A second set of primers was used to make the complete insert. The forward primer (YS3F) consists of the first 40 nucleotides of the sucrose isomerase signal sequence. The internal HindIII site in the signal sequence was abolished by site-directed mutagenesis by substituting A for T in the fifth codon. The resulting mutation is silent. A flanking HindII site was added immediately before the start codon. The reverse primer was YS2R. The PCR product was purified and verified by sequencing. The fragment was then digested with HindIII and ligated into the linearised pGAD424 backbone. Post ligation, the reaction mix was transformed into E.coli DH5 cells. Screening was carried-out by plating on Luria-Bertani (LB) agar plates supplemented with ampicillin (100 mg L-1). The resulting vector (PYDSM01) was recovered from positive transformants and verified by restriction enzyme mapping and DNA sequencing.

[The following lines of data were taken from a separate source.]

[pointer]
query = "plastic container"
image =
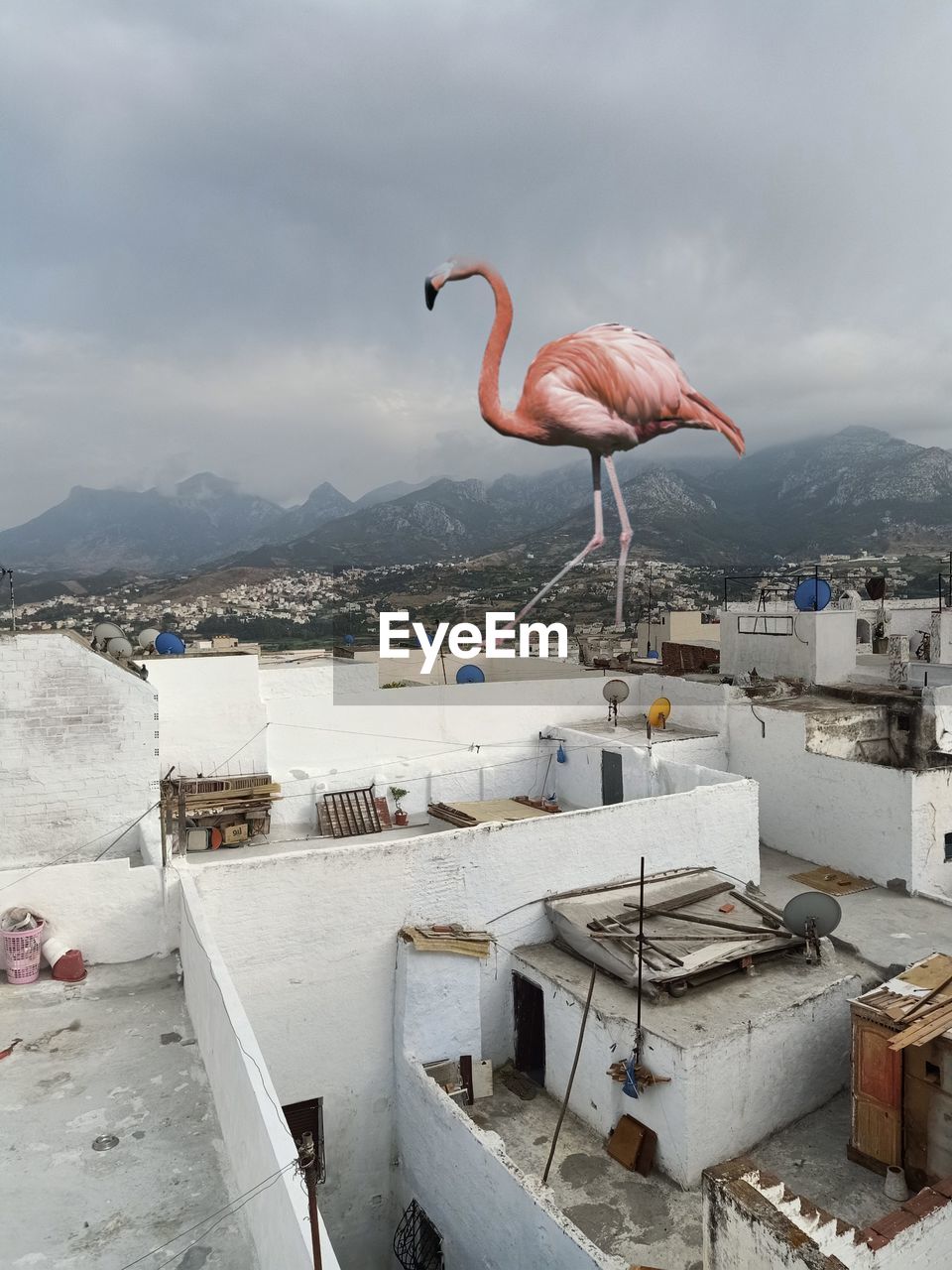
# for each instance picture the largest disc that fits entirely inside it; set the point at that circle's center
(22, 949)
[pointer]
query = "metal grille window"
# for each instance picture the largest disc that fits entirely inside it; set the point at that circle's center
(417, 1243)
(303, 1118)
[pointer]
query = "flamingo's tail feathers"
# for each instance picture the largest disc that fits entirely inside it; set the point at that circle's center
(705, 414)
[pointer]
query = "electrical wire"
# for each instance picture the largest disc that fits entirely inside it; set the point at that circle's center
(249, 1057)
(220, 1214)
(72, 853)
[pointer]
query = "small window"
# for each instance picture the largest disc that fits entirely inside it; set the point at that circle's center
(417, 1243)
(303, 1118)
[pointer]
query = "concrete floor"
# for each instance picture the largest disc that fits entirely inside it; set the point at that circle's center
(811, 1159)
(884, 928)
(111, 1056)
(644, 1220)
(651, 1220)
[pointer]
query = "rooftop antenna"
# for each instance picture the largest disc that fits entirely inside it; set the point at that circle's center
(8, 572)
(613, 693)
(811, 915)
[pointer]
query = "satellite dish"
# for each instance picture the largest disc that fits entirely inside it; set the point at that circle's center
(104, 631)
(470, 675)
(171, 643)
(616, 691)
(811, 907)
(118, 647)
(812, 594)
(658, 711)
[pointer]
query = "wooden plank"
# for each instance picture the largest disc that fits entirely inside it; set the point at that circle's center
(729, 926)
(924, 1030)
(693, 897)
(766, 911)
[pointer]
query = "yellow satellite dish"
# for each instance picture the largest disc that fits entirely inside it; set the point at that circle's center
(658, 711)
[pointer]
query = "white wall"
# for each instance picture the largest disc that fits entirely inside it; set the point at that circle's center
(77, 749)
(852, 816)
(645, 774)
(108, 911)
(724, 1096)
(208, 707)
(321, 1000)
(490, 1215)
(930, 822)
(819, 649)
(753, 1220)
(257, 1138)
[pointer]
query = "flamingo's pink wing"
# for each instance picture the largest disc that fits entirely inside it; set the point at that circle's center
(617, 386)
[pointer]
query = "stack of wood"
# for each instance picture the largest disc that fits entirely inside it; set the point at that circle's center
(919, 1019)
(232, 794)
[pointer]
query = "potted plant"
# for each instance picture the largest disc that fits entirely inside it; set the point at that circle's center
(400, 816)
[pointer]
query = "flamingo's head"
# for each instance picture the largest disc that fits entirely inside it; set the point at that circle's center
(436, 281)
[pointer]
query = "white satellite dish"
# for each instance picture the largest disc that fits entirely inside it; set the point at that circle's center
(616, 690)
(613, 693)
(104, 631)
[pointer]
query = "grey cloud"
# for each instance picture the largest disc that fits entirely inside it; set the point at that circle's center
(217, 218)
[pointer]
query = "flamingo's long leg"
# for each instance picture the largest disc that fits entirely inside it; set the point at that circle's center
(594, 541)
(624, 538)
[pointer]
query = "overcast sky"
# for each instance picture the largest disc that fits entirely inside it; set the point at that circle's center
(216, 217)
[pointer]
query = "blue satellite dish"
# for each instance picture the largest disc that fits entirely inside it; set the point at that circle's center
(470, 675)
(171, 643)
(812, 594)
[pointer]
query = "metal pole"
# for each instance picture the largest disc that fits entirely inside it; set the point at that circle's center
(307, 1160)
(571, 1076)
(642, 937)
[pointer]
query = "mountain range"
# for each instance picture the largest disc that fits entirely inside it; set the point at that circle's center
(857, 488)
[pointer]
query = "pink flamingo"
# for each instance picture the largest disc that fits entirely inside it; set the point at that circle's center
(604, 389)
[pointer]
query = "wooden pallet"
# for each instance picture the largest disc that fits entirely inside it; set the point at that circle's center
(349, 813)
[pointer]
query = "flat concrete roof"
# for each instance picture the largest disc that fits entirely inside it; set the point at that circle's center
(114, 1055)
(884, 928)
(652, 1220)
(712, 1010)
(634, 731)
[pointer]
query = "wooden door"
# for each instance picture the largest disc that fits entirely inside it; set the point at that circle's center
(878, 1093)
(612, 784)
(530, 1011)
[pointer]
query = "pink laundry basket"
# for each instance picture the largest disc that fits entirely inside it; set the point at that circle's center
(22, 949)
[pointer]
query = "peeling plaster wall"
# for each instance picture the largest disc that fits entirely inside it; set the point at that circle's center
(108, 911)
(725, 1095)
(257, 1138)
(208, 706)
(320, 988)
(853, 816)
(932, 821)
(489, 1213)
(77, 749)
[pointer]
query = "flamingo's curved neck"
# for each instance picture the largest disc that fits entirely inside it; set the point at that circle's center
(507, 422)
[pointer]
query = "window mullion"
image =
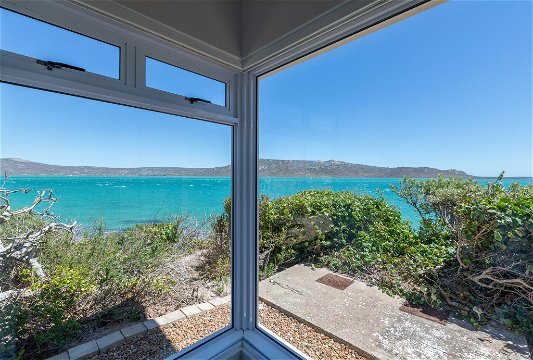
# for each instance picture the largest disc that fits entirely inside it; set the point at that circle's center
(245, 209)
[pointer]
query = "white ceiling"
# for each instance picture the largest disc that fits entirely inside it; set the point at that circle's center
(230, 31)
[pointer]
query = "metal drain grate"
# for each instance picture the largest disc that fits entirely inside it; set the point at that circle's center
(335, 281)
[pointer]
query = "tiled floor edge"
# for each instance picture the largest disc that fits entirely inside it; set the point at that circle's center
(116, 338)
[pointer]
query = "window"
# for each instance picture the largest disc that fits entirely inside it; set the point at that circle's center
(42, 41)
(348, 249)
(151, 242)
(162, 76)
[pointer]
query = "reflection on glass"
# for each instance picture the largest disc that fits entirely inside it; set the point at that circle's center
(162, 76)
(382, 218)
(37, 39)
(130, 225)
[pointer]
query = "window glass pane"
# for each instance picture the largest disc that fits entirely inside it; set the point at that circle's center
(37, 39)
(388, 265)
(162, 76)
(147, 192)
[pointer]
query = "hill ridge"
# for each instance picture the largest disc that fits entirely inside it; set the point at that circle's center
(267, 168)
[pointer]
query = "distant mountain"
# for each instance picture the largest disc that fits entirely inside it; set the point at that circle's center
(267, 167)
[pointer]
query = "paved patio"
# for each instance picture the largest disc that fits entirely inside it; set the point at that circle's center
(370, 321)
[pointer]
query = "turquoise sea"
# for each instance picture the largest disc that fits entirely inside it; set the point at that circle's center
(124, 201)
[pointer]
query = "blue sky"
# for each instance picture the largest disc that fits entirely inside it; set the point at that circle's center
(449, 88)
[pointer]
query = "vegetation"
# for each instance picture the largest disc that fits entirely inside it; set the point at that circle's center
(87, 280)
(472, 254)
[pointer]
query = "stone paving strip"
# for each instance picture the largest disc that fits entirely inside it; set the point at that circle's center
(116, 338)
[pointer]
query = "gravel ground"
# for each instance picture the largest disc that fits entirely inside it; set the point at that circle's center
(303, 337)
(160, 343)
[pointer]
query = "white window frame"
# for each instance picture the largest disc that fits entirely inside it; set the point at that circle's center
(244, 338)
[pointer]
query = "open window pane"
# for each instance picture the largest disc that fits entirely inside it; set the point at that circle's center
(162, 76)
(29, 37)
(149, 195)
(383, 220)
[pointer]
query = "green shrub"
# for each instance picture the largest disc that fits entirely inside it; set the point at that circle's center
(100, 275)
(490, 272)
(346, 231)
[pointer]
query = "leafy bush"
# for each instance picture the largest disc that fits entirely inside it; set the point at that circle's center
(344, 230)
(98, 276)
(490, 228)
(472, 254)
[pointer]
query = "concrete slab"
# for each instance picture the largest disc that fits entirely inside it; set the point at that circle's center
(170, 318)
(370, 321)
(83, 350)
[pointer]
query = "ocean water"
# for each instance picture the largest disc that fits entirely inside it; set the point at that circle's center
(125, 201)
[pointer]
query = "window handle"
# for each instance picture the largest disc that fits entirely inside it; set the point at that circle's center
(56, 65)
(194, 100)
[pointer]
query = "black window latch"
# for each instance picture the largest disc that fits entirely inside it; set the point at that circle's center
(194, 100)
(56, 65)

Cloning of the bacterial α-amylase gene: Genomic DNA was extracted from Bacillus subtilis ATCC 6633 using Qiagen’s DNeasy kit and used as the source of bacterial amylase gene. PCR was carried out using primers BA1F and BA2R targeting the entire ORF minus the start and stop codons. PCR was performed at 94°C for 15 sec, annealing at 55°C for 30 sec, extension at 68°C for 3 min, for 30 cycles on an Eppendorf Mastercycler. The amplification product was purified using a commercial kit and sequenced for verification. The purified PCR product was digested with BamHI and cloned into pYDSM01 at the BamHI site in the MCS. Post ligation, the reaction mix was transformed into E.coli DH5α cells as described above. Plasmids were recovered from positive transformants and the insertion was verified by sequencing. For expression and surface display, the recombinant plasmid was transformed into a leu2 yeast strain using the Lithium acetate method of Gietz (1992). Putative transformants were selected on synthetic complete media lacking leucine and characterized.

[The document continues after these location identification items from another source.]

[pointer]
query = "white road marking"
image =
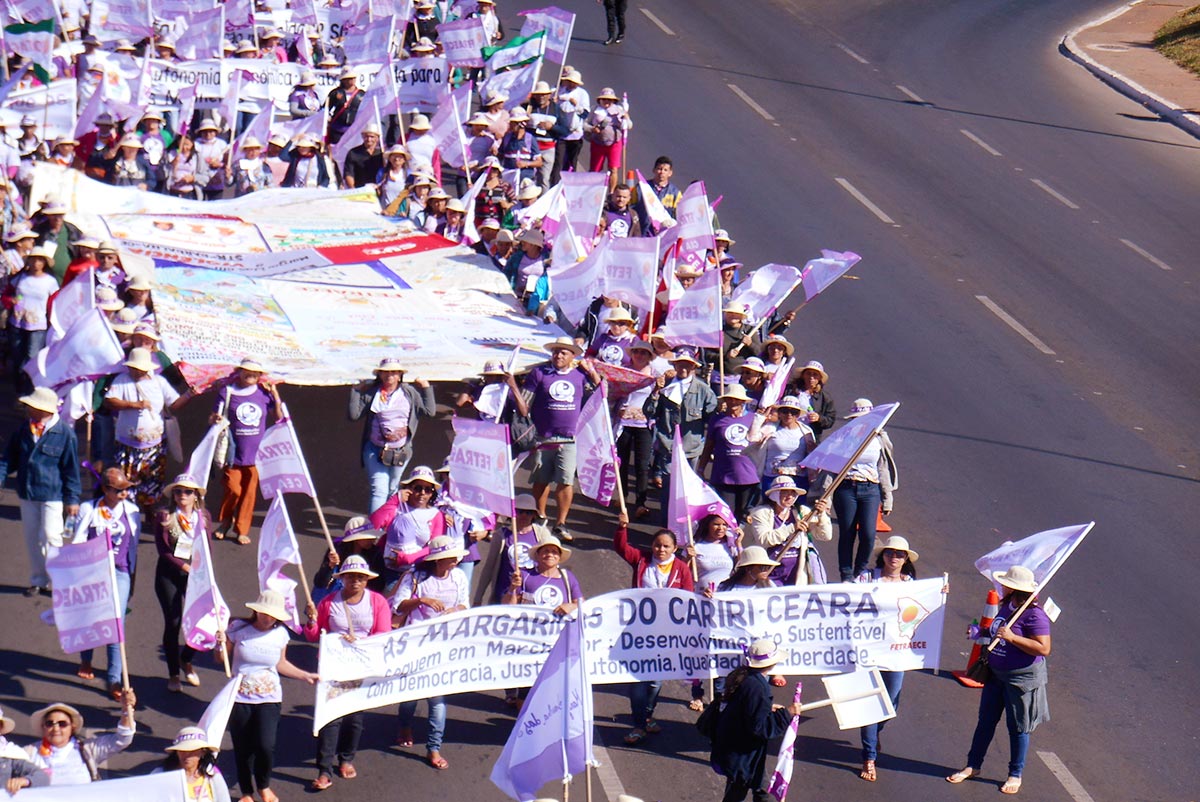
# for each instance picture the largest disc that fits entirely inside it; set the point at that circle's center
(852, 54)
(867, 202)
(1015, 325)
(1068, 780)
(749, 101)
(1054, 193)
(1150, 257)
(979, 142)
(653, 18)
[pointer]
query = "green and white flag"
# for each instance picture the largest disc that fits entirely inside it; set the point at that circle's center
(35, 41)
(521, 51)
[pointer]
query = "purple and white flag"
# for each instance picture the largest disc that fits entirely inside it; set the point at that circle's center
(463, 42)
(552, 736)
(597, 449)
(695, 219)
(839, 448)
(205, 611)
(819, 274)
(691, 497)
(281, 466)
(695, 319)
(277, 548)
(85, 606)
(1043, 552)
(766, 289)
(558, 25)
(481, 465)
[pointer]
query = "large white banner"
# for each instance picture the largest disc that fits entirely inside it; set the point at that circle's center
(635, 635)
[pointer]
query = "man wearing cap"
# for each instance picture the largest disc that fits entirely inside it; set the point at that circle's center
(557, 391)
(43, 453)
(343, 105)
(246, 399)
(364, 161)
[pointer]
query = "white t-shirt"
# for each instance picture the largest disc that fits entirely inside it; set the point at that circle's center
(255, 656)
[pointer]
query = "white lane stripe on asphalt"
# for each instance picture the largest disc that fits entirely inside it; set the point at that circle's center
(1015, 325)
(653, 18)
(607, 773)
(1068, 780)
(867, 202)
(1054, 193)
(1146, 255)
(852, 54)
(979, 142)
(749, 101)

Cloning the GFP gene: The coding sequences for a variant of the green fluorescent protein optimized for expression in yeast was amplified from plasmid pFA6a-GFP-KanMX (a gift from R.Borts, U.Leicester). The amplified sequence were purified, sequenced, digested with BamHI and inserted into pYDSM01 as described above. Transformants were selected on synthetic complete media lacking leucine and characterized.

Characterization of yeast transformants: Yeast transformants were cultured individually in 96-well plates in 100 μL of YEPD. After overnight growth at 30°C, 100 μL of 1% starch solution were added to each well and incubated for 1 h at 30°C. A drop of Gram’s iodine was added to detect for residual starch. Transformants with amylase activities were selected, inoculated into YEPD supplemented with 100 mg L-1 ampicillin to prevent bacterial contamination and grown overnight at 30°C. The cells were then recovered by centrifugation, washed twice and resuspended in phosphate buffer (pH 7). Both the washed cells and the culture supernatant were then assayed for amylase activity by testing for the production of free glucose from starch using the AMPLEX Glucose kit (Invitrogen, USA). Amylase activity was measured in three replicates for each transformant and the results averaged.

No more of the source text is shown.